Les jeux héraldiques

Par Philippe Palasi


La création de jeux pédagogiques au XVIIe siècle ne pouvait laisser de côté un des domaines les plus considérables de la représentation et de la sociabilité de l’Ancien Régime, l’héraldique. L’étude des jeux de cartes et des jeux de l’oie héraldiques montre une forte concentration dans leurs dates d’apparition. En effet, cette mode de l’héraldique, qui trouve dans celle des jeux un terrain d’expression particulièrement adapté, semble se circonscrire autour du règne de Louis XIV, tous les jeux originaux paraissant entre 1659 et 1718. C’est dans ce contexte fortement armorié que naissent les jeux de cartes et les jeux de l’oie héraldiques, qui s’inscrivent doublement dans la vie scolaire, en instruisant les élèves et en leur permettant d’appréhender leur futur rôle dans la société par l’intermédiaire de l’héraldique.
Le jeu de Claude-Oronce Finé de Brianville apparaît dans un cadre pédagogique précis, celui des collèges jésuites, dont est issu l’auteur.

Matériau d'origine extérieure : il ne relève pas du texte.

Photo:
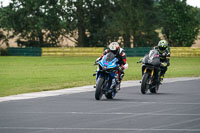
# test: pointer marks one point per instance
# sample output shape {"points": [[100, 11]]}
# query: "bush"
{"points": [[3, 51]]}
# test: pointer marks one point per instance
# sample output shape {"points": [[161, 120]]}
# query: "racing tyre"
{"points": [[145, 83], [155, 89], [99, 88], [110, 95]]}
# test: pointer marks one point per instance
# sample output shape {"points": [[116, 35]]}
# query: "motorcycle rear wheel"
{"points": [[145, 83], [110, 95], [99, 89]]}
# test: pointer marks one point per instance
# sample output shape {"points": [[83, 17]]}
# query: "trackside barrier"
{"points": [[24, 51], [73, 51], [97, 51], [184, 51]]}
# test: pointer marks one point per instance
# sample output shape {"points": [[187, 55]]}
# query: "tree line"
{"points": [[42, 23]]}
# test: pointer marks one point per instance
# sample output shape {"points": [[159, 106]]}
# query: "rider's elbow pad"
{"points": [[126, 66]]}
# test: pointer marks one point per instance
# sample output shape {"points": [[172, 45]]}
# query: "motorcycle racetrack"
{"points": [[175, 109]]}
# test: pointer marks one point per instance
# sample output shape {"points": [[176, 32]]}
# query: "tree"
{"points": [[178, 22], [37, 21], [133, 19]]}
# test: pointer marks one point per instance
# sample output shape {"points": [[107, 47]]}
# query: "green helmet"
{"points": [[162, 45]]}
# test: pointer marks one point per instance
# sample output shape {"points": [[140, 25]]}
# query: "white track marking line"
{"points": [[100, 129], [82, 89], [99, 113]]}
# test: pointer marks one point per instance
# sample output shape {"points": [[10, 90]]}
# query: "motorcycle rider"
{"points": [[120, 55], [164, 55]]}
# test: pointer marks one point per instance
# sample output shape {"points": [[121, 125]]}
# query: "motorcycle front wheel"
{"points": [[155, 89], [145, 83], [99, 89]]}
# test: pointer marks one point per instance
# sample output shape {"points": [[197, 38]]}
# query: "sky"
{"points": [[195, 3]]}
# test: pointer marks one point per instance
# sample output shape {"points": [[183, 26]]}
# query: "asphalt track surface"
{"points": [[175, 109]]}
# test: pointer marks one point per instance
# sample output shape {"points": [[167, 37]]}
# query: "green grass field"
{"points": [[32, 74]]}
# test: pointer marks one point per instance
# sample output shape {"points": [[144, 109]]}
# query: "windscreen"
{"points": [[153, 54], [110, 56]]}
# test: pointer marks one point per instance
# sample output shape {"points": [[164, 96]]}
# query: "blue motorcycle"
{"points": [[106, 77]]}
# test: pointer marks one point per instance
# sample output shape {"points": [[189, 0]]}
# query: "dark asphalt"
{"points": [[175, 109]]}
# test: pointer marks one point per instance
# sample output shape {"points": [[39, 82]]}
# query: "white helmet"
{"points": [[114, 46]]}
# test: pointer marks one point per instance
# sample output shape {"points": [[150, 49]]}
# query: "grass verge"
{"points": [[31, 74]]}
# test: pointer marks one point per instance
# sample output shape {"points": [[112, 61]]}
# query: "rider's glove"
{"points": [[120, 68], [98, 59], [164, 64]]}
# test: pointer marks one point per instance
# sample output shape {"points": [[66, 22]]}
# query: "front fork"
{"points": [[151, 75]]}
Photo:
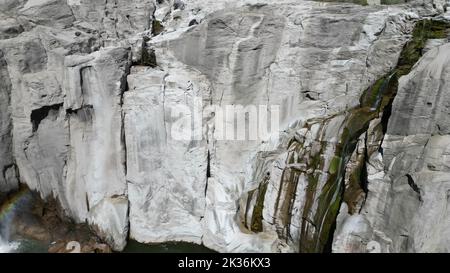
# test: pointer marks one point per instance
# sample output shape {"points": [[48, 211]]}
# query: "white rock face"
{"points": [[408, 181], [112, 108]]}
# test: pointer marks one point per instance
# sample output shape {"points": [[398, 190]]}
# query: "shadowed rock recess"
{"points": [[361, 161]]}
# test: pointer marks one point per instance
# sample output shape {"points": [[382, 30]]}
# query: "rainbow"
{"points": [[8, 206]]}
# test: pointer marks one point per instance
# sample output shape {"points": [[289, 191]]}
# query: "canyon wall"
{"points": [[93, 93]]}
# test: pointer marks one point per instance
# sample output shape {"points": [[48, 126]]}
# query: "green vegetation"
{"points": [[257, 215]]}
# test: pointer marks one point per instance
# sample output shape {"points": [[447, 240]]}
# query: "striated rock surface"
{"points": [[120, 111], [407, 177]]}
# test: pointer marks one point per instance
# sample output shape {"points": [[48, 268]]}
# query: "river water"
{"points": [[22, 202]]}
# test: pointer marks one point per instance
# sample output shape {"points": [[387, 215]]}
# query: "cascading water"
{"points": [[7, 212]]}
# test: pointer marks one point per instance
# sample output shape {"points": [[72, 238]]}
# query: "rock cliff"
{"points": [[112, 108]]}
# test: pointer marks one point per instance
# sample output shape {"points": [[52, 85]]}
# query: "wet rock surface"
{"points": [[359, 156]]}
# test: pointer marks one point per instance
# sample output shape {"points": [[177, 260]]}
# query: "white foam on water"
{"points": [[7, 247]]}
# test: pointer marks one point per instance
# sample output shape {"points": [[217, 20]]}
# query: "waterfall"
{"points": [[7, 212], [5, 245]]}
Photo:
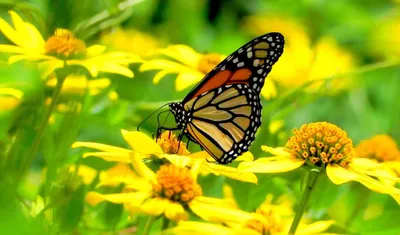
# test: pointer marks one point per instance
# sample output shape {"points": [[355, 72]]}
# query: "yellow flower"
{"points": [[78, 84], [61, 49], [190, 65], [131, 40], [325, 146], [303, 62], [383, 153], [169, 191], [270, 218], [167, 147], [10, 98]]}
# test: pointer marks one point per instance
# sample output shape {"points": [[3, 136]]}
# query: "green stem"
{"points": [[43, 124], [148, 225], [312, 179], [165, 224], [363, 197]]}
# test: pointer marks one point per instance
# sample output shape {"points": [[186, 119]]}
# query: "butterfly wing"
{"points": [[225, 120], [249, 65]]}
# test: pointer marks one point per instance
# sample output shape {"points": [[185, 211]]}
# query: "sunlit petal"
{"points": [[110, 156], [141, 168]]}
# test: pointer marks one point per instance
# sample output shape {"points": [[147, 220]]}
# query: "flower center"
{"points": [[209, 61], [176, 184], [380, 147], [65, 45], [321, 143], [171, 145]]}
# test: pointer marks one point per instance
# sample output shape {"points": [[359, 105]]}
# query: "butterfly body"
{"points": [[223, 112]]}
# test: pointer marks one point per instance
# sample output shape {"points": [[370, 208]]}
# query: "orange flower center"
{"points": [[65, 45], [321, 143], [380, 147], [176, 184], [209, 61], [171, 145]]}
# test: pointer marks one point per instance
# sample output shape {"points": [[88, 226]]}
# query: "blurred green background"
{"points": [[361, 96]]}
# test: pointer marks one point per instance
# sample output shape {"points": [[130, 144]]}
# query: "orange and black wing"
{"points": [[224, 120], [249, 65]]}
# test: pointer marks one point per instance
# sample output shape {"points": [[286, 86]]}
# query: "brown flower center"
{"points": [[209, 61], [321, 143], [176, 184], [65, 45], [380, 147], [171, 145]]}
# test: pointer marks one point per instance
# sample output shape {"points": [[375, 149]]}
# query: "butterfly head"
{"points": [[181, 116]]}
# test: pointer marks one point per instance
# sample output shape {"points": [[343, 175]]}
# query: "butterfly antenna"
{"points": [[151, 115]]}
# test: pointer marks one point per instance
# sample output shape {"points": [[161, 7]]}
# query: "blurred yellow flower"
{"points": [[303, 61], [190, 65], [169, 148], [131, 40], [325, 146], [382, 152], [10, 98], [383, 41], [79, 84], [61, 49], [269, 218], [170, 191]]}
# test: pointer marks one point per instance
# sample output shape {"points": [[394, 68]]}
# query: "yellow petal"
{"points": [[183, 54], [280, 151], [157, 78], [315, 228], [217, 213], [102, 147], [230, 172], [271, 165], [141, 143], [11, 48], [47, 67], [365, 163], [95, 50], [339, 175], [141, 168], [245, 157], [110, 156]]}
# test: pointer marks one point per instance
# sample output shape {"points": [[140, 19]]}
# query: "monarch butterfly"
{"points": [[223, 112]]}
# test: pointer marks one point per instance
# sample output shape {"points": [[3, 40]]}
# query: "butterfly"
{"points": [[223, 111]]}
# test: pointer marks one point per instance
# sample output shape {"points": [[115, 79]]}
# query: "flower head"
{"points": [[321, 143], [169, 148], [61, 49], [169, 191], [176, 184], [324, 146], [272, 218], [64, 44]]}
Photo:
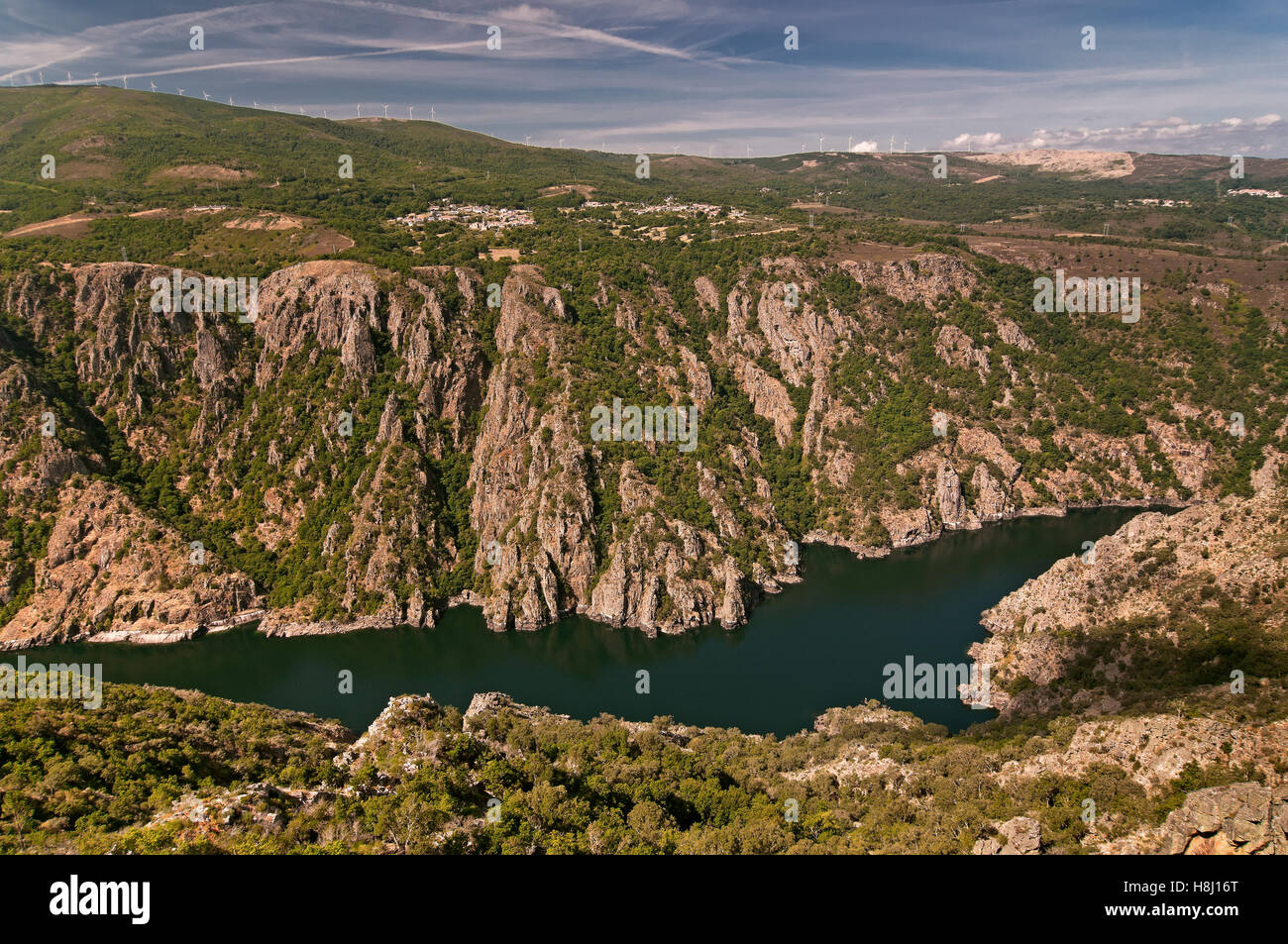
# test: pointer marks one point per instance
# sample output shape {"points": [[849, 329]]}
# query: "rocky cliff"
{"points": [[374, 446]]}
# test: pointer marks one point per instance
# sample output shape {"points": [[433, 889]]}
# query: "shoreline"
{"points": [[468, 597]]}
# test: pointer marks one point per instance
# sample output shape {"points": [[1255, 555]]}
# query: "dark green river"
{"points": [[820, 643]]}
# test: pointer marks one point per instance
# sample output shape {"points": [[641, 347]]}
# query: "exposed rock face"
{"points": [[1243, 819], [948, 493], [408, 446], [112, 574], [957, 349], [1133, 575]]}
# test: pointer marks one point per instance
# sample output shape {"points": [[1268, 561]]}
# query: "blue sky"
{"points": [[708, 76]]}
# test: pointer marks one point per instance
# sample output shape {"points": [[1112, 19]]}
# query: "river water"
{"points": [[818, 644]]}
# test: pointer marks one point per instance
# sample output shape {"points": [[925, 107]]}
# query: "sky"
{"points": [[707, 76]]}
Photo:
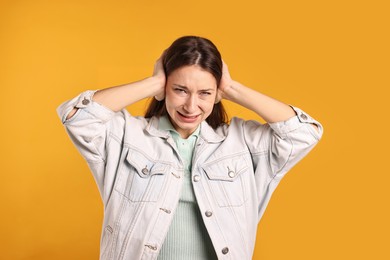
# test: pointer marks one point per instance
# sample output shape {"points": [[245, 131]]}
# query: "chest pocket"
{"points": [[141, 179], [228, 180]]}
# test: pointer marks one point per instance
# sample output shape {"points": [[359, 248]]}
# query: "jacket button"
{"points": [[196, 178], [85, 102], [225, 250], [145, 170]]}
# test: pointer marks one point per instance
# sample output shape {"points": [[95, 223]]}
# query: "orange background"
{"points": [[330, 58]]}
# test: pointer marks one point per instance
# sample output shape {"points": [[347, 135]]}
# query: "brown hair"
{"points": [[186, 51]]}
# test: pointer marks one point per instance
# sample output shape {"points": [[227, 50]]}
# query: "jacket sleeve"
{"points": [[89, 130], [277, 147]]}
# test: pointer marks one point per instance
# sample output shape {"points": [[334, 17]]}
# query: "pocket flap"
{"points": [[226, 169], [145, 166]]}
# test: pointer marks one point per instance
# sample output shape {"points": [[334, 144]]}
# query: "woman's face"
{"points": [[189, 98]]}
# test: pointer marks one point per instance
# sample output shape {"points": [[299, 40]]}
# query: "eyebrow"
{"points": [[184, 87]]}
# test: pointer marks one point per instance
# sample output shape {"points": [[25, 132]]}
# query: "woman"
{"points": [[182, 183]]}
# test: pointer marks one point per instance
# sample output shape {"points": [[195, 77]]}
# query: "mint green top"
{"points": [[187, 237]]}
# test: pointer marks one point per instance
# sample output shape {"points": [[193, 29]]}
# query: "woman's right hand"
{"points": [[159, 74]]}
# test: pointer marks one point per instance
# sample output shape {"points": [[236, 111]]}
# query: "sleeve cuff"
{"points": [[294, 123], [84, 102]]}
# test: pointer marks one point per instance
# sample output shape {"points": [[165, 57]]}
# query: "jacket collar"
{"points": [[206, 132]]}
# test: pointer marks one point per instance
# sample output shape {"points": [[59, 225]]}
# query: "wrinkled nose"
{"points": [[191, 104]]}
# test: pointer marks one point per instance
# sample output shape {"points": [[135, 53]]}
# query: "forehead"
{"points": [[192, 77]]}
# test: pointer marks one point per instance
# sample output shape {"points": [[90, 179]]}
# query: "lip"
{"points": [[187, 118]]}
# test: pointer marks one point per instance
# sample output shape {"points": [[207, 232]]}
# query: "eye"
{"points": [[180, 91], [205, 93]]}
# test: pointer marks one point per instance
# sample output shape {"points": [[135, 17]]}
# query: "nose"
{"points": [[191, 104]]}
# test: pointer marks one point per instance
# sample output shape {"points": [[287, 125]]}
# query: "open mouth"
{"points": [[187, 118]]}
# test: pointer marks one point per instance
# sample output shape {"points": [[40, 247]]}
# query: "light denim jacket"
{"points": [[139, 174]]}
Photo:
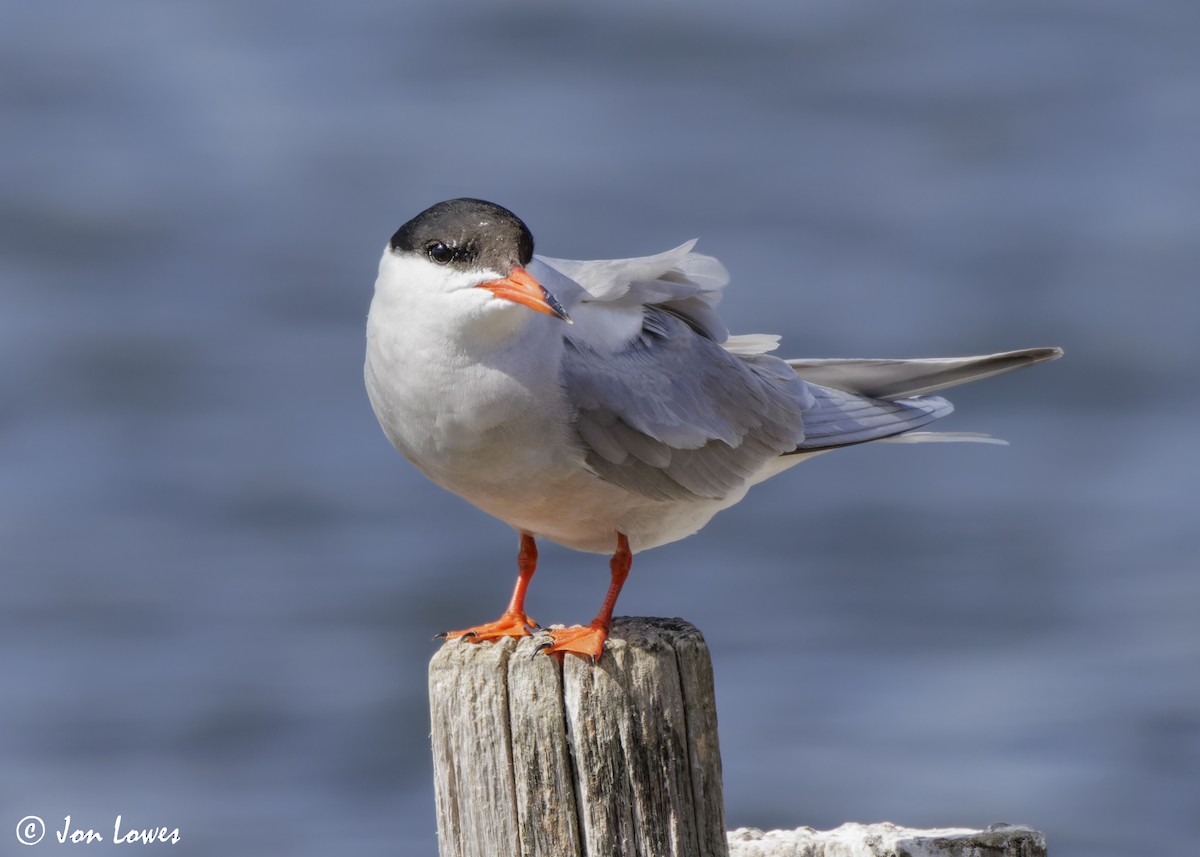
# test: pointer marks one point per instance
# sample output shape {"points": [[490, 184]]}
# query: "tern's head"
{"points": [[461, 245]]}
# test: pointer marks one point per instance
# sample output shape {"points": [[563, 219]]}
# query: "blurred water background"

Alliant connaissances des armoiries mais aussi de l’histoire et de la géographie, cette pédagogie prend la forme originale d’un jeu de cartes : elle fait appel à la mémoire visuelle par l’usage des cartes à jouer et de la carte de géographie, tandis que le livret des connaissances se rattache à une forme plus traditionnelle de l’apprentissage intellectuel. À l’originalité du support pédagogique, le jeu de Finé de Brianville joint celui d’une conception européenne. Le succès de son jeu puise ses origines dans une forte demande héraldique, perceptible à travers l’abondante actualité éditoriale sur le sujet dans les premières années du règne personnel de Louis XIV. La clarté synthétique des connaissances contribue aussi à sa large diffusion.
Sur ce modèle, de nombreux auteurs réalisèrent des jeux de cartes ou des jeux de l’oie dont la valeur pédagogique et éducative décrût peu à peu. Le plus célèbre de ces suiveurs fut le père jésuite Claude-François Ménestrier, brillant historien et héraldiste qui n’inventa pas moins de trois jeux d’une complexité inouïe. De purement éducatifs, les jeux ne devinrent plus que ludiques en passant du support des cartes à jouer à celui des jeux de l’oie.